DIIC, differentially infiltrated immune cells; AD, aortic dissection; GEO, gene expression omnibus; DEGs, differentially expressed genes; WGCNA, weighted gene coexpression network analysis; PPI, protein-protein interaction; CTA, computed tomographic angiography; MM, module membership; GS, gene significance; TF, transcription factor; H&E, hematoxylin and eosin; KDR, kinase insert domain receptor; IGF1, insulin-like growth factor 1; NOS3, nitric oxide synthase 3; PECAM1, platelet and endothelial cell adhesion molecule 1; GAPDH, glyceraldehyde-3-phosphate dehydrogenase; FLT1, Fms-related receptor tyrosine kinase 1; DLL4, delta-like canonical notch ligand 4; CDH5, cadherin 5; VWF, von Willebrand factor; TEK, TEK receptor tyrosine kinase.

Data Sharing Statement

The datasets used in this study were downloaded from the GEO database. Further inquiries can be directed to the corresponding authors.

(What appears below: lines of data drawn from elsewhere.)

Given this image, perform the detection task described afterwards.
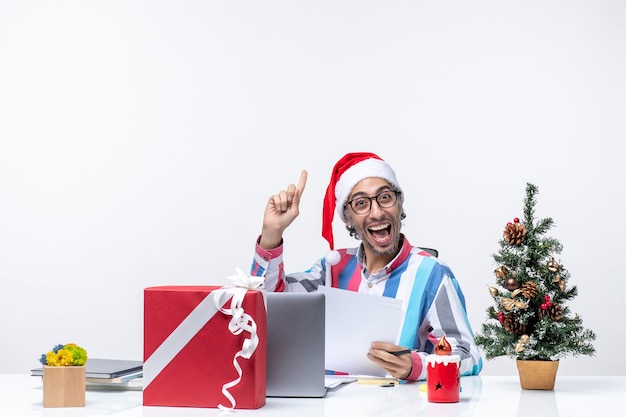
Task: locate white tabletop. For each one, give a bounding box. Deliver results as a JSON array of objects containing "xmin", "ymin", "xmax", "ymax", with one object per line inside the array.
[{"xmin": 0, "ymin": 374, "xmax": 626, "ymax": 417}]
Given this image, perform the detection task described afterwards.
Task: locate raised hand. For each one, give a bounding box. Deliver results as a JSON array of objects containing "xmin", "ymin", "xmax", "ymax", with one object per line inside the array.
[{"xmin": 259, "ymin": 170, "xmax": 308, "ymax": 249}]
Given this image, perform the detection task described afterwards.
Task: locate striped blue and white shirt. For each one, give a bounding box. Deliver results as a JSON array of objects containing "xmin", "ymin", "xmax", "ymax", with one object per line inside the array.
[{"xmin": 251, "ymin": 232, "xmax": 482, "ymax": 380}]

Ethics Approval and Informed Consent

This study was conducted in accordance with the principles of the Declaration of Helsinki. This study was approved by the Ethics Committee of the Second Hospital of Shanxi Medical University. Informed consent was obtained from all subjects involved in the study.

Acknowledgments

The authors thank BIOINFOR-MEDICAL CENTRE at the Second Hospital of Shanxi Medical University for their academic instruction and manuscript revision.

Author Contributions

All authors made a significant contribution to the work reported, whether that is in the conception, study design, execution, acquisition of data, analysis and interpretation, or in all these areas; took part in drafting, revising or critically reviewing the article; gave final approval of the version to be published; have agreed on the journal to which the article has been submitted; and agree to be accountable for all aspects of the work.

Funding

There is no funding to report.

Disclosure

The authors report no conflicts of interest in this work.